Comme beaucoup de sanctuaires, il se trouve au milieu d’une forêt si paisible qu’on aimerait y rester dormir. D’ailleurs, il est possible de séjourner dans beaucoup de temples en Corée du Sud. Cela s’appelle des Temple Stay, les touristes peuvent participer à la vie du lieu de culte comme s’ils en étaient partie prenante. Nous sommes tentés mais la présence d’un enfant en bas âge rend la chose contraignante. Toujours est-il qu’on se balade dans cet endroit hors du temps, certains bâtiments datent du 16 siècle et ont survécu à la barbare invasion japonaise d’alors.
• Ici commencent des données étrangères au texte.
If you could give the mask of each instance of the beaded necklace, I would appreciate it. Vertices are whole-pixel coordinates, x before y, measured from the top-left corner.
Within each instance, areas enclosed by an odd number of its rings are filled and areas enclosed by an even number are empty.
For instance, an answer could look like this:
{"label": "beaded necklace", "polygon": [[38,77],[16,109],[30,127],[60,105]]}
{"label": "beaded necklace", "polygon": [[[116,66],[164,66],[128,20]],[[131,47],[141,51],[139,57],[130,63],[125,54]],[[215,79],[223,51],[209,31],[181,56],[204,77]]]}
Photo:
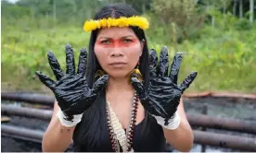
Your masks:
{"label": "beaded necklace", "polygon": [[[136,93],[134,93],[133,102],[132,102],[131,120],[129,123],[128,129],[126,131],[126,135],[125,136],[122,136],[122,132],[124,130],[122,128],[121,124],[119,123],[117,117],[113,116],[115,115],[114,112],[111,110],[110,104],[108,101],[108,105],[106,107],[107,124],[108,124],[109,138],[112,145],[111,146],[112,150],[115,152],[120,152],[121,147],[122,151],[124,152],[134,151],[133,150],[134,129],[136,123],[138,101],[139,101],[138,96],[136,95]],[[118,138],[120,138],[120,140]]]}

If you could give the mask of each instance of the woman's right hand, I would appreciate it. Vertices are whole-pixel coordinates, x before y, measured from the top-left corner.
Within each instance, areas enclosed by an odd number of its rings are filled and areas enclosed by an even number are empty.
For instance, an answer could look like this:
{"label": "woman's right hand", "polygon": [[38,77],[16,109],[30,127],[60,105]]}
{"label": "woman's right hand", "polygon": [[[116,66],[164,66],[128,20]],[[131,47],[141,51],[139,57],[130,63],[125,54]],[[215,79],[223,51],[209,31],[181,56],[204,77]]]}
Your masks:
{"label": "woman's right hand", "polygon": [[81,50],[77,73],[75,73],[73,50],[70,44],[66,45],[66,74],[62,72],[54,53],[49,52],[47,55],[57,81],[49,78],[40,71],[36,71],[36,74],[41,82],[55,94],[58,106],[66,116],[65,120],[72,121],[73,116],[83,114],[84,111],[92,106],[100,89],[107,84],[109,76],[101,76],[94,84],[93,88],[90,88],[85,78],[87,59],[85,49]]}

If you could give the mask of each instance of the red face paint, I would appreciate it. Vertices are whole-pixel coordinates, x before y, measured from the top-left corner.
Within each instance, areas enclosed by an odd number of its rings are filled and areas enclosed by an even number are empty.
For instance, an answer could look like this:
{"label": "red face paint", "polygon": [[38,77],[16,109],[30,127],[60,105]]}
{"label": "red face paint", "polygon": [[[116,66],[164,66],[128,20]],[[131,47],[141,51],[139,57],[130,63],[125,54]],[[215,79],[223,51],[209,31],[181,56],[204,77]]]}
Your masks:
{"label": "red face paint", "polygon": [[105,48],[130,47],[137,43],[137,39],[100,39],[96,42],[97,45]]}

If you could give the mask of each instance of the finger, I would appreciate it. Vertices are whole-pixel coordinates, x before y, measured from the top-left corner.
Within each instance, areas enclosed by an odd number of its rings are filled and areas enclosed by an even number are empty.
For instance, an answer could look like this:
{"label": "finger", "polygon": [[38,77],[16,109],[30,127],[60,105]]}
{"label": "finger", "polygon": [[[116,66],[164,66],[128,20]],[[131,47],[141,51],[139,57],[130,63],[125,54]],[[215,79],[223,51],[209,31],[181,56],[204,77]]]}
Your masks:
{"label": "finger", "polygon": [[173,57],[173,64],[171,65],[171,71],[170,71],[170,77],[171,80],[174,83],[177,84],[178,80],[178,74],[181,66],[181,62],[182,62],[182,53],[177,53],[175,56]]}
{"label": "finger", "polygon": [[184,92],[186,88],[189,88],[190,84],[194,81],[198,75],[198,72],[192,72],[181,84],[181,89]]}
{"label": "finger", "polygon": [[77,70],[78,74],[81,74],[82,76],[85,75],[86,64],[87,64],[87,52],[86,52],[86,49],[82,48],[79,55],[79,62],[78,62],[78,70]]}
{"label": "finger", "polygon": [[132,85],[136,91],[136,94],[139,96],[141,100],[146,99],[146,92],[143,83],[139,81],[136,77],[132,77]]}
{"label": "finger", "polygon": [[66,64],[67,70],[66,73],[69,75],[75,74],[75,62],[74,62],[74,52],[70,44],[67,44],[65,47],[66,50]]}
{"label": "finger", "polygon": [[56,79],[58,80],[60,79],[64,76],[64,74],[60,68],[60,65],[58,60],[56,59],[52,52],[48,52],[47,56],[48,56],[49,65],[51,66],[51,69],[53,70]]}
{"label": "finger", "polygon": [[160,73],[159,73],[159,75],[161,76],[167,76],[167,75],[168,75],[168,65],[169,65],[168,58],[169,57],[168,57],[167,47],[163,46],[160,51]]}
{"label": "finger", "polygon": [[158,67],[158,54],[154,49],[149,51],[149,74],[150,76],[157,76]]}
{"label": "finger", "polygon": [[94,84],[93,87],[93,92],[98,93],[105,86],[107,85],[109,81],[109,75],[104,75],[103,76],[99,77],[96,82]]}
{"label": "finger", "polygon": [[52,80],[51,78],[49,78],[47,76],[45,76],[45,74],[43,74],[40,71],[36,71],[35,73],[36,73],[37,76],[39,77],[40,81],[43,82],[51,90],[53,90],[54,84],[55,84],[54,80]]}

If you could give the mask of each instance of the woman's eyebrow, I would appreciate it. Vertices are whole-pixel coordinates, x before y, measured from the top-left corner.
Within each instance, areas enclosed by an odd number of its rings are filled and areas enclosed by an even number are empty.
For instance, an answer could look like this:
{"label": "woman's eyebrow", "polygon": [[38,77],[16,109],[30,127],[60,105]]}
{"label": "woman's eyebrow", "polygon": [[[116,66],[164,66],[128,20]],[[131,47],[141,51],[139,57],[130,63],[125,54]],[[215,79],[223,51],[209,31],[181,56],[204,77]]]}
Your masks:
{"label": "woman's eyebrow", "polygon": [[[127,35],[127,36],[122,36],[122,37],[121,37],[121,39],[124,39],[124,38],[127,38],[127,37],[134,37],[134,35]],[[111,37],[99,37],[98,38],[98,40],[99,39],[113,39],[113,38],[111,38]]]}

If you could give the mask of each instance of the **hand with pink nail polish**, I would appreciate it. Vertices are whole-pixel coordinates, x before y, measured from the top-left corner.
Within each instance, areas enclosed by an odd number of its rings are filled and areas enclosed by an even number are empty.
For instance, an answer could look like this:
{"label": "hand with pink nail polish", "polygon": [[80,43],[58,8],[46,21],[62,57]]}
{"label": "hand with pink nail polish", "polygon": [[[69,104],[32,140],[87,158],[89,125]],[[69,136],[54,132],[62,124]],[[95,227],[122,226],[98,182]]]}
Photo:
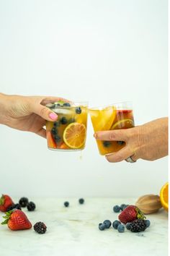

La région de Suncheon n’est pas très touristique pour les étrangers et on croise vraiment peu de monde en ce lundi. Après le repas dans un grand restaurant en bord de rivière, on reprend un bus pour rejoindre un village folklorique. Le conducteur roule extrêmement vite sur les routes qui serpentent, on croirait Jean Alesi en reconversion à la RATP coréenne. On se sent tous un peu nauséeux après ces 30 minutes de trajet mais on arrive à bon port et on tombe sur l’un des villages les plus mignons de Corée du Sud.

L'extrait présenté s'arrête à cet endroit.